Chad Knaus slung the champagne bottle over his shoulder the way a businessman would carry his jacket after a long day of work. The casual approach seemed fitting for Jimmie Johnson's crew chief. Celebrating in Victory Lane really has become just another day in the office for every member of the No.48 team.
Johnson's win Sunday in Dover, Del., made Hendrick Motorsports 2-for-2 in Chase for the Championship races. Mark Martin kicked off the 10-race run with a win and helped make Hendrick 1-2 in points.
Lurking behind them in eighth place is teammate Jeff Gordon, a two-time winner of this week's race at Kansas Speedway.
Johnson and Gordon have seven championships, and Martin, 50, is in prime position to shed the "best driver to never win it all" label that has been attached to him for years. Holding the points lead, this might be his year.
Nine other drivers want to make the Hendrick boys work for a championship. But it could be too late to end team owner Rick Hendrick's three-year run of championships.
Brian Vickers, Carl Edwards and Kasey Kahne, 10th through 12th in the Chase standings, need top-five runs and an immediate string of bad luck for the drivers up front to have any realistic shot at contention.
"Everybody is going to have a 15th-or-worse-place finish somewhere along the way," Gordon said. "It could possibly be worse than that when you get to Talladega and Martinsville, those places where the unknown is there."
Johnson finished 15th in two Chase races last season en route to this record-tying third straight championship. He won three times, including Kansas, and finished in the top 10 the other five times. Do that again, and it might be impossible for any driver to catch Johnson. He's off to a fast start in this year's Chase, finishing fourth and first.
"If you get off to a quick start, it makes your life a little easier," Johnson said. "It doesn't change the fact that you could have a problem later on in the Chase. It's 10 races and they all the play the same."
Johnson also has a record 15 Chase victories since the format's inception in 2004.
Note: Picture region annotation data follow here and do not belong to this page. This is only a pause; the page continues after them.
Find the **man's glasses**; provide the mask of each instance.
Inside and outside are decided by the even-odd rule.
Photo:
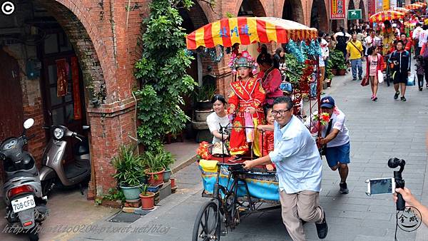
[[[290,109],[287,109],[287,110],[280,110],[280,111],[272,111],[272,116],[276,116],[278,114],[280,114],[280,116],[283,116],[284,114],[285,114],[285,113],[287,111],[290,111],[290,110],[291,110],[291,108]]]

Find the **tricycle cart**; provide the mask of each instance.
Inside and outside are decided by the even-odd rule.
[[[317,37],[316,29],[292,21],[271,17],[238,17],[208,24],[190,34],[186,42],[188,50],[195,50],[200,47],[215,48],[217,45],[228,48],[235,43],[249,45],[271,41],[290,42],[297,46],[296,43],[306,41],[300,43],[298,47],[313,50],[319,48],[318,43],[313,41]],[[283,82],[280,87],[285,95],[291,96],[295,102],[295,113],[301,118],[303,98],[310,97],[307,111],[310,117],[320,110],[320,81],[315,84],[311,81],[311,78],[319,79],[319,57],[317,51],[307,53],[309,59],[305,61],[306,68],[299,76],[298,83]],[[320,134],[320,130],[318,136]],[[248,158],[252,157],[253,155]],[[202,195],[210,200],[201,207],[197,215],[193,240],[219,240],[222,233],[235,228],[244,217],[280,207],[275,172],[269,172],[264,167],[245,170],[242,163],[230,163],[224,155],[205,159],[199,160],[204,187]]]

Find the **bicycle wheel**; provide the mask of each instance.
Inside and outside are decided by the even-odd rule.
[[[213,200],[205,202],[196,216],[192,241],[220,240],[220,225],[217,203]]]

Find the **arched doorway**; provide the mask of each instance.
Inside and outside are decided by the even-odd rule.
[[[310,27],[315,28],[324,33],[328,31],[328,19],[324,1],[314,1],[310,14]]]
[[[29,135],[35,135],[34,141],[29,143],[29,150],[40,167],[44,147],[51,138],[42,126],[64,125],[90,135],[82,128],[91,125],[87,107],[105,101],[106,81],[91,38],[71,11],[50,0],[21,1],[15,5],[13,17],[0,15],[0,29],[14,29],[13,33],[0,34],[0,48],[16,60],[21,70],[16,73],[22,96],[19,103],[24,119],[35,120],[29,130]],[[68,142],[66,163],[73,159],[73,141]],[[103,153],[90,149],[95,152],[92,156]],[[93,170],[106,172],[105,175],[99,172],[100,175],[107,176],[113,171],[108,167],[94,168],[100,164],[92,162]]]
[[[238,16],[266,16],[260,0],[243,0],[239,7]]]
[[[322,0],[320,0],[322,1]],[[305,24],[303,8],[299,0],[285,0],[282,8],[282,19]]]
[[[347,10],[355,9],[355,4],[354,4],[354,0],[350,0],[350,3],[348,4],[348,8],[347,10],[346,16],[347,17]],[[348,20],[347,21],[347,29],[350,30],[354,24],[357,24],[357,20]]]
[[[266,11],[259,0],[243,0],[239,7],[238,16],[266,16]],[[253,58],[257,58],[260,44],[253,43],[248,46],[240,46],[240,51],[246,50]],[[268,46],[268,48],[270,46]]]

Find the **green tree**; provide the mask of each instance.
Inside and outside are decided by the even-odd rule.
[[[192,0],[153,0],[143,21],[143,54],[136,63],[141,88],[135,93],[141,125],[138,137],[148,150],[161,146],[164,135],[176,134],[190,120],[180,106],[182,98],[197,83],[186,73],[193,57],[185,53],[185,32],[178,7],[189,9]]]

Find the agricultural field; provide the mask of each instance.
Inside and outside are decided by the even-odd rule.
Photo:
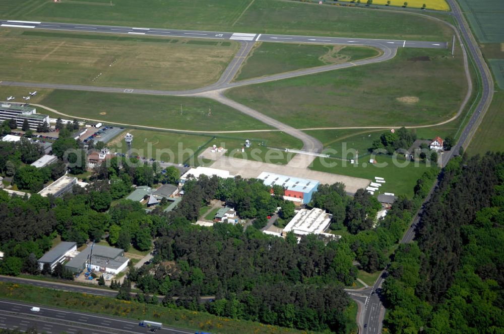
[[[388,0],[373,0],[373,5],[387,5]],[[340,2],[355,3],[355,0],[339,0]],[[363,5],[367,3],[367,0],[361,0],[361,3]],[[450,6],[445,0],[407,0],[406,6],[408,8],[422,8],[423,5],[425,5],[427,9],[433,9],[436,11],[450,10]],[[390,6],[396,7],[403,7],[404,6],[404,0],[390,0]]]
[[[480,43],[504,42],[504,2],[501,0],[458,0]]]
[[[487,151],[504,152],[504,92],[493,94],[490,108],[486,111],[467,152],[471,154],[484,154]]]
[[[11,20],[133,27],[446,41],[445,25],[411,14],[277,0],[3,0]],[[191,18],[188,20],[187,18]]]
[[[393,193],[396,196],[404,194],[412,197],[416,181],[422,174],[429,168],[437,168],[433,164],[429,166],[423,162],[399,159],[394,163],[392,157],[388,155],[377,155],[374,158],[377,162],[376,165],[369,163],[369,156],[359,159],[357,163],[353,164],[338,159],[317,158],[310,169],[370,180],[373,180],[376,176],[384,178],[386,183],[380,187],[381,193]]]
[[[9,89],[2,87],[0,92],[5,92],[4,95],[9,96],[11,94],[9,93]],[[33,102],[36,101],[69,117],[122,123],[126,126],[134,125],[202,132],[271,128],[229,107],[202,98],[56,90],[43,99],[34,99]],[[211,110],[211,116],[208,116],[209,109]],[[40,113],[59,117],[45,111]]]
[[[2,79],[181,90],[220,77],[237,43],[0,29]]]
[[[458,49],[400,48],[386,62],[234,88],[227,96],[289,125],[421,125],[449,119],[467,93]]]
[[[236,80],[329,64],[340,64],[380,54],[377,49],[344,45],[257,43]],[[288,55],[288,57],[286,56]]]

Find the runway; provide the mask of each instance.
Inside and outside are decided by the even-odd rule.
[[[120,27],[7,20],[0,20],[0,27],[60,30],[64,31],[122,34],[134,36],[206,38],[238,41],[306,43],[318,44],[351,44],[369,46],[374,46],[379,44],[385,46],[394,47],[429,48],[436,49],[446,49],[448,46],[448,43],[446,42],[405,41],[373,39],[371,38],[346,38],[343,37],[325,37],[290,35],[270,35],[268,34],[228,32],[224,31],[179,30],[177,29],[162,29],[155,28]]]

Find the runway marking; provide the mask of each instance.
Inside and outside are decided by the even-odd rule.
[[[229,39],[241,41],[253,41],[256,38],[257,34],[247,34],[246,33],[233,33]]]
[[[31,23],[32,24],[40,24],[42,23],[42,22],[37,22],[37,21],[19,21],[14,20],[8,21],[7,22],[13,22],[14,23]]]
[[[12,28],[35,28],[35,26],[22,26],[20,24],[7,24],[4,23],[0,27],[11,27]]]

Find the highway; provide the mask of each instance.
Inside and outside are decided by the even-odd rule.
[[[39,307],[40,310],[31,311],[33,306]],[[152,319],[145,320],[155,321]],[[108,315],[0,300],[0,328],[3,328],[26,330],[35,326],[40,332],[44,331],[48,334],[61,332],[75,334],[78,331],[90,334],[151,332],[149,329],[139,326],[139,322]],[[158,329],[156,332],[193,334],[194,331],[163,325],[163,328]]]
[[[462,134],[459,137],[457,144],[451,150],[443,154],[442,165],[446,166],[449,161],[454,156],[459,154],[461,147],[467,147],[470,142],[471,139],[474,132],[477,129],[483,119],[486,110],[491,102],[493,95],[493,80],[490,73],[488,66],[485,62],[478,44],[472,35],[472,32],[467,25],[465,18],[461,13],[458,4],[456,0],[447,0],[449,5],[452,9],[452,14],[455,18],[459,31],[462,34],[465,41],[465,47],[468,49],[475,64],[477,68],[478,75],[481,79],[481,98],[477,105],[475,111],[471,116]],[[467,65],[466,65],[467,66]],[[466,68],[467,70],[467,68]],[[430,199],[432,193],[438,185],[438,181],[436,181],[432,186],[428,194],[425,198],[420,209],[414,217],[411,224],[405,232],[401,240],[401,243],[407,243],[413,241],[415,237],[415,230],[417,224],[421,219],[422,214],[423,212],[424,206]],[[371,295],[371,291],[381,286],[387,272],[384,271],[380,277],[373,285],[372,290],[370,288],[360,290],[358,292],[354,292],[354,295],[350,293],[350,296],[356,301],[359,303],[362,310],[359,316],[358,323],[363,329],[363,333],[368,334],[371,333],[381,332],[382,325],[383,322],[383,316],[385,315],[385,308],[380,301],[379,294],[375,293]],[[350,290],[351,291],[351,290]],[[356,297],[355,294],[359,293],[358,297]],[[363,306],[362,305],[361,299],[363,297],[367,297]],[[366,328],[363,328],[364,324],[367,324]]]

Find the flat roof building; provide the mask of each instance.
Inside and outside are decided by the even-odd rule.
[[[19,136],[14,136],[12,134],[6,134],[4,136],[4,138],[2,138],[2,141],[10,141],[12,142],[19,141],[21,140],[21,137]]]
[[[55,197],[59,197],[65,193],[71,191],[74,185],[77,183],[77,178],[64,175],[38,192],[38,194],[44,197],[47,197],[49,195],[52,195]]]
[[[322,234],[331,224],[332,217],[322,209],[302,209],[283,229],[284,234],[290,231],[298,236]]]
[[[181,176],[180,179],[180,183],[183,184],[185,183],[185,180],[191,176],[198,179],[200,177],[200,175],[206,175],[209,178],[211,178],[215,175],[223,179],[234,177],[234,176],[231,175],[228,171],[199,166],[196,168],[191,169],[186,172],[183,175]]]
[[[26,104],[14,103],[0,103],[0,122],[8,119],[16,120],[18,127],[21,128],[25,120],[27,120],[30,128],[36,130],[39,125],[45,122],[49,125],[49,116],[47,115],[37,114],[34,108],[28,107]]]
[[[48,263],[52,270],[58,263],[63,264],[72,252],[77,250],[77,244],[70,241],[61,241],[38,259],[38,266],[41,270],[44,265]]]
[[[65,265],[65,268],[73,272],[78,273],[89,265],[92,270],[117,274],[126,268],[129,261],[129,259],[124,257],[123,249],[94,244],[92,246],[88,246],[79,253]]]
[[[258,179],[267,186],[281,186],[285,189],[284,198],[306,204],[311,200],[320,183],[314,180],[301,179],[263,172]]]
[[[31,165],[35,166],[37,168],[42,168],[48,166],[51,163],[54,163],[57,161],[58,157],[55,155],[49,155],[45,154],[40,159],[31,164]]]

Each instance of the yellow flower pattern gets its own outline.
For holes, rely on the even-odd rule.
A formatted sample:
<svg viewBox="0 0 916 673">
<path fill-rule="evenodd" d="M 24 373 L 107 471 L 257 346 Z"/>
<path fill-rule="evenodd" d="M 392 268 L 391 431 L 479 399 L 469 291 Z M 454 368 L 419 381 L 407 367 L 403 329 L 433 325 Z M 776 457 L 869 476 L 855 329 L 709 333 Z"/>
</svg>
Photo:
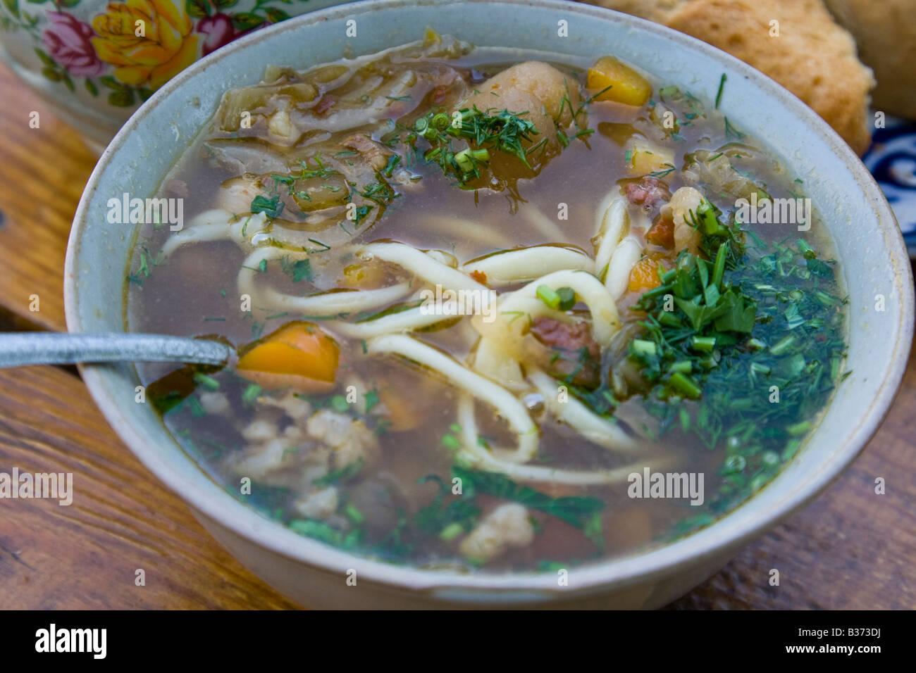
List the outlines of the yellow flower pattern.
<svg viewBox="0 0 916 673">
<path fill-rule="evenodd" d="M 184 3 L 109 3 L 105 13 L 93 19 L 97 37 L 92 43 L 99 59 L 114 66 L 116 80 L 156 91 L 197 59 L 192 27 Z"/>
</svg>

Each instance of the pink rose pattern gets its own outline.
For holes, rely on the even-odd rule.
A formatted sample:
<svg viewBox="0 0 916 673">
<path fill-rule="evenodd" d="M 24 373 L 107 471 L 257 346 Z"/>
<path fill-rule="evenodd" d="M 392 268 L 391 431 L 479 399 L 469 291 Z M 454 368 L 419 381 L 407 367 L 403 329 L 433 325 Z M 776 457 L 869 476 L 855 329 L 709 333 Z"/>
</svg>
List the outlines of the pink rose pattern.
<svg viewBox="0 0 916 673">
<path fill-rule="evenodd" d="M 197 22 L 197 32 L 206 36 L 203 38 L 204 56 L 229 44 L 241 35 L 235 32 L 235 27 L 232 25 L 232 16 L 227 14 L 204 16 Z"/>
<path fill-rule="evenodd" d="M 289 15 L 286 11 L 278 7 L 269 6 L 274 0 L 256 0 L 251 11 L 230 14 L 220 12 L 213 0 L 171 1 L 185 5 L 186 10 L 194 23 L 194 30 L 204 36 L 203 40 L 201 41 L 202 57 L 213 53 L 220 47 L 229 44 L 243 35 L 289 18 Z M 289 2 L 289 0 L 277 1 L 284 5 Z M 304 3 L 308 0 L 300 0 L 300 2 Z M 79 3 L 80 0 L 71 0 L 67 7 L 73 7 Z M 230 4 L 234 5 L 234 3 Z M 26 16 L 23 18 L 18 11 L 14 12 L 12 16 L 0 16 L 0 18 L 4 18 L 5 21 L 5 24 L 0 25 L 0 27 L 8 29 L 9 25 L 12 24 L 12 29 L 25 28 L 37 40 L 40 39 L 44 49 L 36 49 L 35 50 L 44 62 L 45 68 L 42 73 L 45 77 L 54 81 L 62 81 L 71 92 L 74 91 L 74 84 L 71 77 L 84 77 L 86 78 L 85 88 L 92 95 L 97 96 L 99 94 L 98 87 L 91 78 L 104 75 L 110 66 L 99 59 L 95 53 L 91 41 L 93 38 L 96 37 L 93 27 L 80 21 L 72 15 L 67 14 L 66 11 L 61 11 L 60 5 L 57 5 L 56 2 L 55 5 L 58 11 L 45 12 L 44 16 L 48 20 L 48 26 L 40 33 L 40 29 L 36 27 L 38 16 Z M 3 9 L 8 5 L 9 3 L 0 4 L 0 15 L 4 15 Z M 300 12 L 296 12 L 296 14 L 299 13 Z M 113 105 L 133 105 L 134 93 L 136 92 L 141 93 L 141 100 L 146 98 L 142 95 L 142 92 L 134 92 L 130 87 L 119 85 L 111 77 L 102 77 L 102 83 L 108 88 L 116 89 L 109 95 L 108 99 Z M 147 95 L 148 95 L 148 92 L 147 92 Z"/>
<path fill-rule="evenodd" d="M 104 71 L 105 64 L 95 55 L 90 38 L 94 37 L 93 27 L 62 12 L 49 12 L 49 27 L 41 36 L 48 55 L 60 63 L 71 75 L 97 77 Z"/>
</svg>

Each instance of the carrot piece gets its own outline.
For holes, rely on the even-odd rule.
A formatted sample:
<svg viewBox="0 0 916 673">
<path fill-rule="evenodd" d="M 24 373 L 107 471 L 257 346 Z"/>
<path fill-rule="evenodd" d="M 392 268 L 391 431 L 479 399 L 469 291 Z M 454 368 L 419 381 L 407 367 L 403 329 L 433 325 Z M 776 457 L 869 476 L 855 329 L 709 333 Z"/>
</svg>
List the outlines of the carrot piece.
<svg viewBox="0 0 916 673">
<path fill-rule="evenodd" d="M 674 247 L 674 221 L 662 217 L 655 221 L 646 233 L 646 240 L 671 250 Z"/>
<path fill-rule="evenodd" d="M 236 369 L 261 385 L 275 381 L 327 389 L 329 385 L 333 387 L 339 360 L 340 349 L 333 339 L 317 325 L 296 321 L 242 349 Z"/>
<path fill-rule="evenodd" d="M 378 391 L 378 399 L 388 411 L 385 418 L 391 422 L 389 429 L 403 432 L 412 430 L 420 425 L 416 407 L 407 397 L 398 395 L 390 388 L 382 388 Z"/>
<path fill-rule="evenodd" d="M 656 269 L 659 262 L 651 257 L 643 257 L 630 270 L 630 282 L 627 289 L 630 292 L 645 292 L 661 285 Z"/>
</svg>

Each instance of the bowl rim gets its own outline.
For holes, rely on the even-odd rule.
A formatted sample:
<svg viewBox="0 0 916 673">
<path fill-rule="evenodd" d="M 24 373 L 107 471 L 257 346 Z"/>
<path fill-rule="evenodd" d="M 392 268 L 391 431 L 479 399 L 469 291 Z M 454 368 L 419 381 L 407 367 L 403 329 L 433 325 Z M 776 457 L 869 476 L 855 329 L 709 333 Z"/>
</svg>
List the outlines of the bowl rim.
<svg viewBox="0 0 916 673">
<path fill-rule="evenodd" d="M 343 551 L 318 542 L 267 521 L 253 509 L 239 503 L 228 494 L 224 494 L 237 505 L 226 504 L 213 497 L 213 493 L 201 493 L 191 487 L 189 482 L 172 468 L 167 460 L 158 455 L 158 448 L 142 437 L 122 415 L 103 377 L 103 367 L 93 364 L 79 365 L 80 373 L 109 424 L 135 456 L 156 475 L 169 490 L 188 504 L 195 514 L 199 513 L 220 526 L 231 531 L 248 542 L 286 559 L 328 572 L 337 573 L 342 568 L 350 568 L 354 561 L 359 564 L 361 579 L 395 588 L 407 588 L 418 592 L 435 592 L 441 590 L 492 590 L 508 592 L 537 592 L 540 599 L 569 598 L 597 589 L 624 588 L 638 582 L 665 578 L 678 571 L 682 566 L 696 566 L 714 560 L 728 550 L 747 544 L 769 528 L 791 515 L 814 499 L 826 486 L 855 460 L 874 435 L 890 407 L 903 377 L 908 353 L 913 334 L 913 285 L 909 256 L 903 237 L 893 212 L 885 200 L 878 184 L 846 143 L 817 114 L 791 92 L 770 80 L 747 63 L 692 37 L 664 26 L 629 15 L 621 14 L 600 6 L 567 2 L 566 0 L 364 0 L 302 14 L 273 27 L 256 31 L 235 40 L 195 61 L 158 90 L 131 118 L 105 148 L 96 163 L 86 184 L 73 219 L 73 225 L 67 245 L 64 268 L 64 302 L 69 331 L 82 331 L 78 310 L 79 293 L 75 283 L 77 259 L 82 233 L 93 195 L 112 158 L 117 154 L 125 139 L 147 115 L 155 114 L 157 103 L 188 80 L 197 77 L 205 68 L 231 53 L 244 49 L 256 40 L 269 38 L 285 31 L 295 31 L 303 26 L 318 24 L 344 16 L 351 17 L 371 12 L 376 7 L 386 8 L 414 5 L 468 5 L 498 4 L 510 5 L 536 5 L 539 8 L 562 10 L 583 17 L 612 18 L 639 30 L 656 33 L 672 44 L 672 49 L 685 49 L 703 52 L 729 70 L 729 74 L 751 79 L 767 94 L 789 109 L 820 140 L 829 147 L 835 157 L 842 161 L 861 187 L 875 214 L 877 233 L 883 233 L 890 253 L 895 288 L 900 292 L 900 319 L 895 323 L 898 339 L 894 343 L 891 364 L 876 396 L 865 409 L 855 429 L 838 449 L 826 460 L 817 464 L 815 476 L 809 478 L 802 488 L 782 494 L 766 513 L 758 513 L 752 518 L 741 520 L 740 513 L 754 498 L 742 503 L 702 531 L 686 536 L 672 543 L 664 544 L 635 554 L 590 562 L 575 568 L 575 587 L 558 587 L 553 573 L 458 573 L 450 570 L 420 569 L 409 565 L 395 565 L 386 561 Z M 637 64 L 638 65 L 638 64 Z M 905 263 L 905 264 L 904 264 Z M 817 430 L 815 429 L 815 432 Z M 710 531 L 714 531 L 710 534 Z M 459 594 L 460 595 L 460 594 Z M 498 595 L 498 594 L 496 594 Z M 519 596 L 522 594 L 518 594 Z M 524 594 L 529 596 L 530 594 Z"/>
</svg>

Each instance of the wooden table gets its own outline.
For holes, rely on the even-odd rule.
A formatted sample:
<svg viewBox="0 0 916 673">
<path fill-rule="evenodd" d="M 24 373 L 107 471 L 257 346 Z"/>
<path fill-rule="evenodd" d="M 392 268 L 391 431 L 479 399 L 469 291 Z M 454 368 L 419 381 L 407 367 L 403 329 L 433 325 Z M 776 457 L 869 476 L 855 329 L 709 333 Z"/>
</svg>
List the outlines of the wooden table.
<svg viewBox="0 0 916 673">
<path fill-rule="evenodd" d="M 63 330 L 67 235 L 95 159 L 2 68 L 0 100 L 0 330 Z M 887 419 L 843 477 L 671 607 L 916 608 L 914 430 L 911 359 Z M 295 607 L 140 465 L 74 369 L 0 370 L 0 472 L 13 466 L 73 472 L 75 494 L 69 507 L 0 501 L 0 608 Z M 874 494 L 876 476 L 887 494 Z"/>
</svg>

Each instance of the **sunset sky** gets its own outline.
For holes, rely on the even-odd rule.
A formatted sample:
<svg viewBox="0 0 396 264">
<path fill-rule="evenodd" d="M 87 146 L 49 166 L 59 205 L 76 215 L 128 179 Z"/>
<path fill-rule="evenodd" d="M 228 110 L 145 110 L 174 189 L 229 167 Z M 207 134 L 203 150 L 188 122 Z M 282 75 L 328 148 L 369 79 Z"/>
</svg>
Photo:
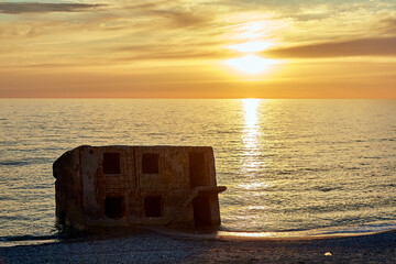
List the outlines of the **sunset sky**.
<svg viewBox="0 0 396 264">
<path fill-rule="evenodd" d="M 395 0 L 0 1 L 2 98 L 396 98 Z"/>
</svg>

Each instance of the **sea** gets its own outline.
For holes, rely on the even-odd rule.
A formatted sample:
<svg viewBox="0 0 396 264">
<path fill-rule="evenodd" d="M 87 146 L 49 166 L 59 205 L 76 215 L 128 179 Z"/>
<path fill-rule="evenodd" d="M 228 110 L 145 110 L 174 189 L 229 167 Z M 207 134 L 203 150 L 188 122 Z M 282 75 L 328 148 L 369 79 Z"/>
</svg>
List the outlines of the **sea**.
<svg viewBox="0 0 396 264">
<path fill-rule="evenodd" d="M 0 99 L 0 245 L 54 239 L 52 164 L 79 145 L 207 145 L 219 232 L 396 229 L 396 100 Z"/>
</svg>

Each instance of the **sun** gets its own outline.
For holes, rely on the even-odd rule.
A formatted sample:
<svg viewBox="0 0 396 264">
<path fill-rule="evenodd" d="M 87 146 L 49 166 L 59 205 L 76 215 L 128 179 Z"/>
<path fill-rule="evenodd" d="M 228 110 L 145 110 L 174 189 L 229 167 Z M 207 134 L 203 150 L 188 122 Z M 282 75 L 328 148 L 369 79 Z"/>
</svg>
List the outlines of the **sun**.
<svg viewBox="0 0 396 264">
<path fill-rule="evenodd" d="M 243 74 L 255 75 L 263 73 L 271 65 L 275 64 L 275 62 L 254 54 L 249 54 L 239 58 L 230 58 L 226 61 L 226 64 Z"/>
</svg>

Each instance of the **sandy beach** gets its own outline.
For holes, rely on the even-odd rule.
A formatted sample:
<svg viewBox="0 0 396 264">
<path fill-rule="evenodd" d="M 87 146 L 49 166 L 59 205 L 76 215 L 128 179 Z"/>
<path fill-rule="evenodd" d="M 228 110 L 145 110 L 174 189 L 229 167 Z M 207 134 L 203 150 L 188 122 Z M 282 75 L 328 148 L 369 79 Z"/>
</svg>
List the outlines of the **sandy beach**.
<svg viewBox="0 0 396 264">
<path fill-rule="evenodd" d="M 0 248 L 0 263 L 396 263 L 396 232 L 316 239 L 170 235 L 148 230 L 109 238 Z"/>
</svg>

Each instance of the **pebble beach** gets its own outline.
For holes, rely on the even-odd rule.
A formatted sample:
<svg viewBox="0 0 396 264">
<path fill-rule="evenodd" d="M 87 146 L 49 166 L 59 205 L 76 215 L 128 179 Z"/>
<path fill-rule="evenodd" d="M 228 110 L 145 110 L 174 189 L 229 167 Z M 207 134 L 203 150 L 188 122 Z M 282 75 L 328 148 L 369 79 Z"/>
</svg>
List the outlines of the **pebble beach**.
<svg viewBox="0 0 396 264">
<path fill-rule="evenodd" d="M 0 263 L 396 263 L 396 232 L 251 239 L 151 230 L 0 248 Z"/>
</svg>

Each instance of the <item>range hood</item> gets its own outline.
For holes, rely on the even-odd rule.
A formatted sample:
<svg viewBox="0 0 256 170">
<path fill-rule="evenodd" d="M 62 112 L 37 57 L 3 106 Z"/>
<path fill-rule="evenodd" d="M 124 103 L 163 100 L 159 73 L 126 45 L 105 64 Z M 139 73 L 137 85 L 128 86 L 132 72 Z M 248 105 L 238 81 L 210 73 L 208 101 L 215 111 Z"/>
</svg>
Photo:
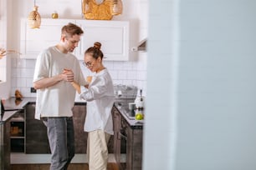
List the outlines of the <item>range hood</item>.
<svg viewBox="0 0 256 170">
<path fill-rule="evenodd" d="M 143 39 L 138 43 L 137 47 L 131 48 L 133 52 L 146 52 L 146 38 Z"/>
</svg>

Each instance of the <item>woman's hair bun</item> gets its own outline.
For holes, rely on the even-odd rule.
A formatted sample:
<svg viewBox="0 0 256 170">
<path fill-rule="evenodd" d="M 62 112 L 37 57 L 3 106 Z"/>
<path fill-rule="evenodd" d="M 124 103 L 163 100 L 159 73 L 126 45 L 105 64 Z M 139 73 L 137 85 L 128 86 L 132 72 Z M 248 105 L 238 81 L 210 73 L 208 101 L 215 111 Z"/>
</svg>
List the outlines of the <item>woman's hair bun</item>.
<svg viewBox="0 0 256 170">
<path fill-rule="evenodd" d="M 97 48 L 100 49 L 100 48 L 101 48 L 101 43 L 100 43 L 100 42 L 95 42 L 94 43 L 94 48 Z"/>
</svg>

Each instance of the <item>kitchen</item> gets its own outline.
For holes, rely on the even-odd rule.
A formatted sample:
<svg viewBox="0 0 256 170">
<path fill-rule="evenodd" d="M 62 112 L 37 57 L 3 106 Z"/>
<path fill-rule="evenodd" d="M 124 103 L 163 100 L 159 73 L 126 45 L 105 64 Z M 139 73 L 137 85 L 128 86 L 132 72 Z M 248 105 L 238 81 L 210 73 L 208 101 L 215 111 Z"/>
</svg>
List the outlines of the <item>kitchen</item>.
<svg viewBox="0 0 256 170">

"I think as the season progresses, we get smarter," Knaus said. "Not that everybody else doesn't. But really as a group, we work together and try to get our drivers on the same page, try to get our crew chiefs and teams on the same page."
A report emerged Friday that NASCAR had warned the crews of Johnson and Martin, after their 1-2 finish at Dover, that their cars nearly didn't pass inspection. But the cars were legal and, as Knaus said, "If we were cheating, I wouldn't be standing here today, I'd be back in Charlotte."
So the topic returns to the all-for-one approach in which all four teams, including that of non-Chase driver Dale Earnhardt Jr., share information. That has surprised Martin who, after being on the brink of retiring a handful of times this decade, has enjoyed a rebirth with a series-high five wins and a 10-point lead over Johnson.
"We race each other hard on the racetrack, but off the racetrack, we all work for the same goal," Martin said.